SOMETHING TO STIFFEN SOFT SPINES.... Politicians tend to care about polls. Other considerations may apply pressure to an office holder, but nothing is quite as effective as cold, hard data pointing to public attitudes. When push comes to shove, popular ideas are much easier for a policy maker to support than unpopular ones.

In the context of the debate surrounding a public option in health care reform, lawmakers on the Hill may not care that President Obama wants such a provision and has a mandate to get one, but the recent poll numbers are so one-sided, the results should be hard for Congress to ignore.

An NBC/WSJ poll released the other day found that 76% of Americans believe it's either "extremely important" or "quite important" to "give people a choice of both a public plan administered by the federal government and a private plan for their health insurance."

The wording of that question was a little awkward, though. The results from the latest NYT poll are even more encouraging.

Americans overwhelmingly support substantial changes to the health care system and are strongly behind one of the most contentious proposals Congress is considering, a government-run insurance plan to compete with private insurers, according to the latest New York Times/CBS News poll.

The poll found that most Americans would be willing to pay higher taxes so everyone could have health insurance and that they said the government could do a better job of holding down health-care costs than the private sector.


Respondents were asked, "Would you favor or oppose the government's offering everyone a government administered health insurance plan like Medicare that would compete with private health insurance plans?" It wasn't even close -- 72% supported the public option. Among Republicans, the ones who are supposed to find the very idea of a public plan so outrageous, 50% favor the same policy idea.
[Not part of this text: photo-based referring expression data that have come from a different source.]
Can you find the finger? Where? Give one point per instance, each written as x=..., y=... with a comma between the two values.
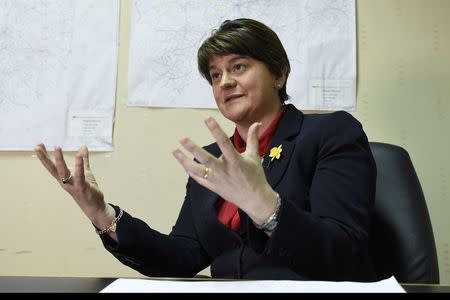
x=61, y=167
x=41, y=153
x=84, y=152
x=191, y=167
x=222, y=139
x=252, y=139
x=199, y=153
x=79, y=169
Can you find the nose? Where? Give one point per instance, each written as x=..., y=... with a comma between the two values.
x=227, y=81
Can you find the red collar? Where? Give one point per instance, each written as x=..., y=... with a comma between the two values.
x=264, y=140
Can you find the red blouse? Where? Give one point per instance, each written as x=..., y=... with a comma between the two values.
x=227, y=212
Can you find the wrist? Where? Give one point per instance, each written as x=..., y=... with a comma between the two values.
x=269, y=223
x=105, y=217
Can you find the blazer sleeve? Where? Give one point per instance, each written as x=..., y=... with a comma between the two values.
x=152, y=253
x=331, y=238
Now, for conservative Republicans, it's likely that none of this matters. A public option can save money, can enjoy broad public support, and can make all kinds of sense, but they have a philosophical objection that trumps everything else. Fine.
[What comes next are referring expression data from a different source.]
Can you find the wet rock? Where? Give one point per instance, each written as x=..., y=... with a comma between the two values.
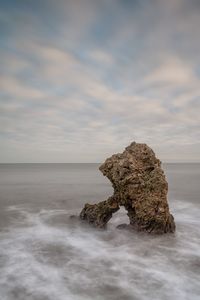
x=140, y=186
x=99, y=214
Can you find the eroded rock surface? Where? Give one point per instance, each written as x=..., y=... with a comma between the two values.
x=140, y=186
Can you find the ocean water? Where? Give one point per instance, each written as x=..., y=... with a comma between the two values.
x=45, y=255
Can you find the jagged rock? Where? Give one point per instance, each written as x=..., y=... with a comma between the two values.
x=140, y=186
x=99, y=214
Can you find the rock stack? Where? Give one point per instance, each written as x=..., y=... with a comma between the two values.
x=140, y=186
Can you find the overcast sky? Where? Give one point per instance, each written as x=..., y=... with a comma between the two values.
x=80, y=80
But conservative Republicans represent a fairly small minority in Congress right now. For those Democrats who are reluctant to support a public plan, the concerns may be strategic -- they're worried that they'll be punished by voters for supporting a controversial idea. But that's precisely why a poll like this matters. It's not like Ben Nelson, Joe Lieberman, and Evan Bayh can go to the next caucus meeting and say, "If we support an idea with 72% national approval, voters will kill us."

The president wants a public option. A majority of the House wants a public option. It's likely a majority of the Senate wants a public option. A clear majority of Americans want a public option. Oh, and not incidentally, a public option makes a lot of sense as a matter of public policy.

I don't know what more it would take to stiffen the spines of wavering Democratic senators who just can't seem to bring themselves to do what needs to be done.